Gulu’s district secretary for works and technical services Alex Otim said the hope was that if the refugees return to their villages now, it will help resolve the growing number of land disputes.



"Children who were born in the camps have to go to their ancestral homes so that they are shown their land boundaries to avoid future land wrangles," he said.



Otim noted that government support programmes will soon deliver services only to the villages.



"Our main target is geared towards developing the villages… not the camps,” he said. “This is how we shall manage to remove people who do not want to go back to their homes."



Aid groups that help the refugees must now support only those who have already gone home for good, he added.



Otim insists Kony and the LRA are unlikely to resume their war in the north.



"I believe Kony has no interest in coming to inflict suffering on his people, because … he wants to restore his reputation,” said Otim. “And since he is far away now, there is no way he can come back to commit grave atrocities that he did before."



Gulu resident district commissioner Walter Ochora said a committee will oversee the demolition of abandoned huts in the camps, which he said have become hideouts for armed thugs.



"Anyone who remains in the camp should know that the United Nations will still continue giving aid, but only to those who have gone back to the villages," said Ochora. But the UN refugee agency, UNHCR, says it will continue providing aid to camp residents, insisting that the return process must be voluntary.



Refugees worry about their safety not only from a resurgence of the LRA, but from a growing wave of violent crime.



Moro Kibwota, 40, an official at the Lacor camp, said he and most others he knows face an uncertain future.



"People are being harassed by armed robbers, and such people are ready to disturb us when we go back home,” Kibwota told IWPR.



Security, not humanitarian aid, was why he stayed on at the camp. "I… am in the camp to protect my life,” he explained. “I am not so much interested in their relief, if that is why they are insisting that we leave the camps."

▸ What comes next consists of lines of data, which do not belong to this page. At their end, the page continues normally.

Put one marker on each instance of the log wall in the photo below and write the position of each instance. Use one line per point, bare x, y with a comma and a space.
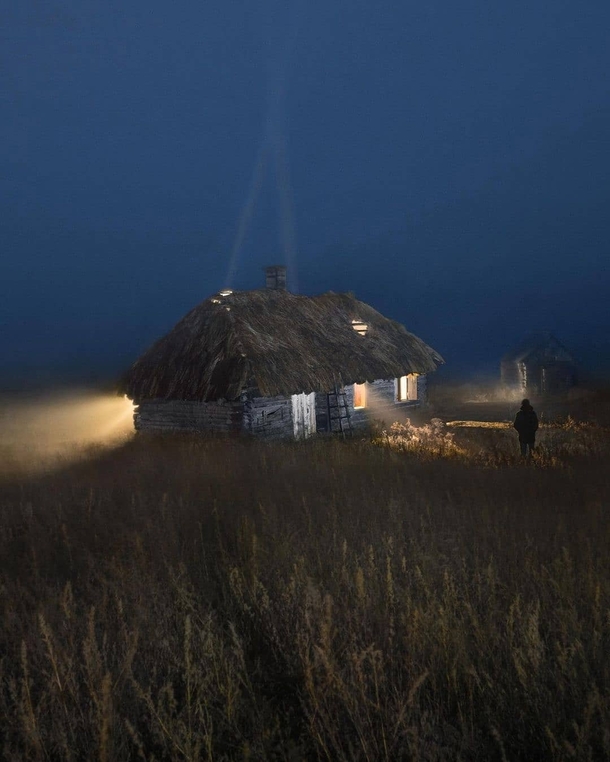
180, 415
268, 417
381, 405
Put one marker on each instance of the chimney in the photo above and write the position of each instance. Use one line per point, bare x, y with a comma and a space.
276, 277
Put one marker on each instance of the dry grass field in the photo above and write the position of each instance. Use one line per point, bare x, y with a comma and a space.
218, 599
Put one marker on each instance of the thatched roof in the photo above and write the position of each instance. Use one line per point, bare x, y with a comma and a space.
278, 342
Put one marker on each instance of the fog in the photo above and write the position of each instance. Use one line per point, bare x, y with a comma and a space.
49, 430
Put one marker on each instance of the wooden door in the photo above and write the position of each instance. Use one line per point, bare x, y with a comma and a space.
304, 415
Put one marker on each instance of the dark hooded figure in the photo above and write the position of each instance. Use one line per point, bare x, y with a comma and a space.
526, 423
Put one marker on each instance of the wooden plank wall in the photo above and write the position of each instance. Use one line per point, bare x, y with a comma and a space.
381, 404
268, 417
179, 415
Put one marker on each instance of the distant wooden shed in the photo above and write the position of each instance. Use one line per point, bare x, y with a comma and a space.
539, 365
274, 364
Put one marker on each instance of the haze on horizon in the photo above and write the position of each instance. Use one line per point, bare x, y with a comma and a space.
446, 162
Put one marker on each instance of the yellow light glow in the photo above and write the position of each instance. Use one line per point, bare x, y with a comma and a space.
360, 327
359, 395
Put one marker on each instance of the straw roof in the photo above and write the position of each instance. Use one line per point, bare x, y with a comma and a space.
276, 341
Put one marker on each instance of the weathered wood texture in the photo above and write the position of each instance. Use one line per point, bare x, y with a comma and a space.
179, 415
268, 417
274, 417
381, 405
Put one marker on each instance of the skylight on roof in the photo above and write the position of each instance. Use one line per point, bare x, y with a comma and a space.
360, 327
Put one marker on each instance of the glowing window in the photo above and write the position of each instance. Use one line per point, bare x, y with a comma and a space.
359, 395
406, 388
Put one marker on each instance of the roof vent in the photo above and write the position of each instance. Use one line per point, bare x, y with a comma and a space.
275, 277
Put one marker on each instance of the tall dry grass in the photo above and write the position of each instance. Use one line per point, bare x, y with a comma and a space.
194, 599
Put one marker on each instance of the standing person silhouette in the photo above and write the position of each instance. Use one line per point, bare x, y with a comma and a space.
526, 423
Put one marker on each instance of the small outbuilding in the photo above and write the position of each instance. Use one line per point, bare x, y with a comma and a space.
539, 365
274, 364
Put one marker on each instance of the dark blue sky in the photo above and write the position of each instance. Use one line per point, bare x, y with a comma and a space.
448, 162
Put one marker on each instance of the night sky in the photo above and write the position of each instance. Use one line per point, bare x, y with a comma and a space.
447, 161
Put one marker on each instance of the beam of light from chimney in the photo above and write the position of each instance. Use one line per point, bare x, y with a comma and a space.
247, 211
273, 139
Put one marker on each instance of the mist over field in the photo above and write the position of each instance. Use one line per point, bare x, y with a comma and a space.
41, 430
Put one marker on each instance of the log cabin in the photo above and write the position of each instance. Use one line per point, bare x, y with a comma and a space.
274, 364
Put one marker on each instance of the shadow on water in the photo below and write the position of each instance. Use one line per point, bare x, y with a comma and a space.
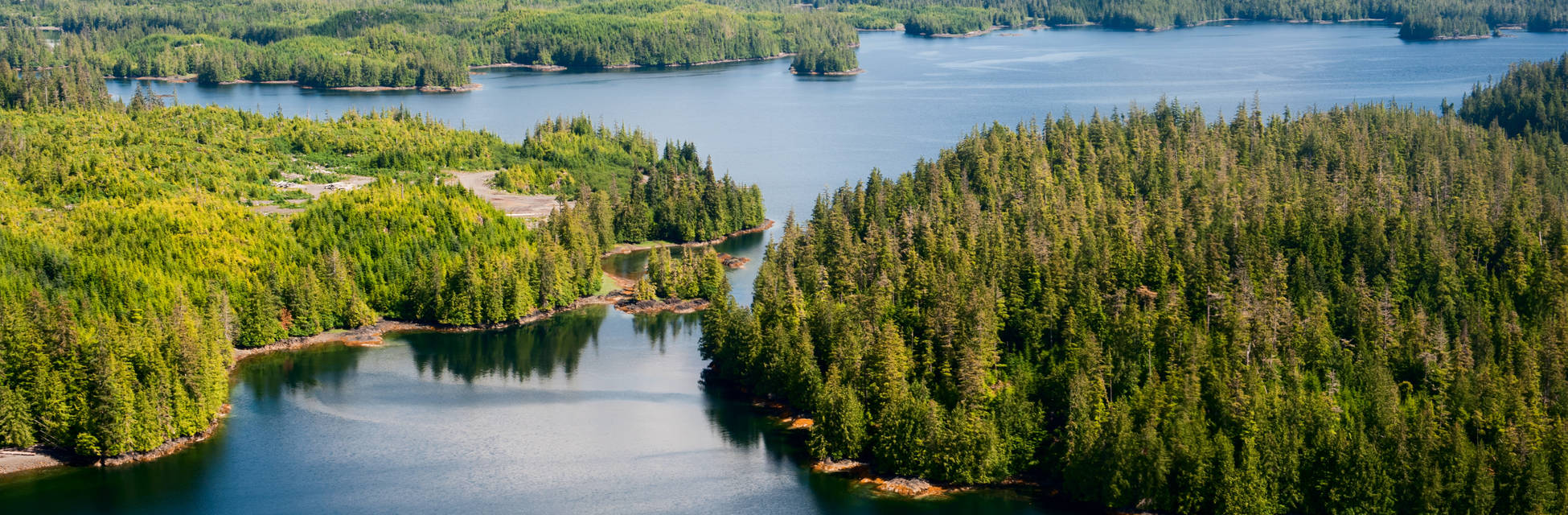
521, 352
747, 426
326, 366
662, 327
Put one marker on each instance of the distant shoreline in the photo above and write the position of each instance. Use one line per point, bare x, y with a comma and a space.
41, 457
191, 77
828, 74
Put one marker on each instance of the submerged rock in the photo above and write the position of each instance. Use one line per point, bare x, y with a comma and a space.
913, 487
836, 465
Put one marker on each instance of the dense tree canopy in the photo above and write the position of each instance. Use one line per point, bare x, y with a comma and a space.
1358, 310
1533, 97
670, 195
135, 253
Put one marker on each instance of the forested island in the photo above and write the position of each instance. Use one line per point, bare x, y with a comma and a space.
132, 262
825, 62
1357, 310
407, 44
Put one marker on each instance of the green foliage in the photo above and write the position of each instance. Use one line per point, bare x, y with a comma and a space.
653, 33
940, 19
1357, 310
130, 264
823, 60
36, 76
1531, 97
690, 277
670, 195
1421, 27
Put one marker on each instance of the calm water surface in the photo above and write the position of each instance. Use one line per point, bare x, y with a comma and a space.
599, 412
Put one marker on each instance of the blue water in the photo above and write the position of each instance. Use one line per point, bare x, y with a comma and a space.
599, 412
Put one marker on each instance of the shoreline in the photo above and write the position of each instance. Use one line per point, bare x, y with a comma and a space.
792, 422
972, 33
627, 249
41, 457
191, 77
848, 72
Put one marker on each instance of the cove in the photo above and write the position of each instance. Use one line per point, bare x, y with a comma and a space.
602, 412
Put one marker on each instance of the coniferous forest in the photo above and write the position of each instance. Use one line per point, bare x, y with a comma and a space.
132, 261
1358, 310
432, 44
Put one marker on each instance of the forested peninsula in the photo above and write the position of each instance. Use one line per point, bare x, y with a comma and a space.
1358, 310
132, 261
404, 44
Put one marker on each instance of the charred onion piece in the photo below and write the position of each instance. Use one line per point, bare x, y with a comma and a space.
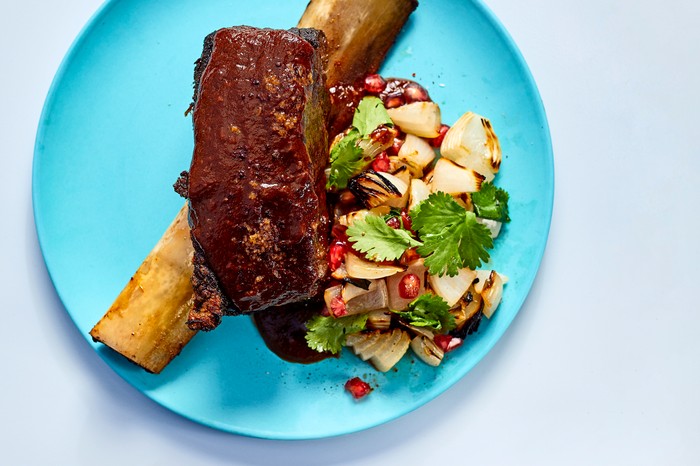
373, 189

Ochora said that some former LRA men who had retained their guns may have rented them out to the thugs who are now terrorising villagers.



He also expressed sympathy with the refugees’ fears of a resurgent LRA, noting that the government recently denied permission for a delegation of some 400 people to meet Kony in this Congo camp.



Even the government, he said, is uncertain about Kony’s intentions.



"If the government is confident about the people's safety … then they will go,” said Ochora. “But at the moment, government is not yet clear.”



Alfred Obote, 43, who lives in the Alokolum camp, is pessimistic that the stalled LRA peace talks will bear fruit and does not plan to leave the camp until an agreement is signed.



"We are all aware that Kony has not been clear about the talks,” said Obote. “We haven't heard anything promising from him. He has not even accepted our pleas to release the children still in captivity.



"Many lives were lost during the war. The government should allow… refugees in the camps. If the talks succeed, then we shall just leave the camps without being told."



Caroline Ayugi is an IWPR contributor in northern Uganda.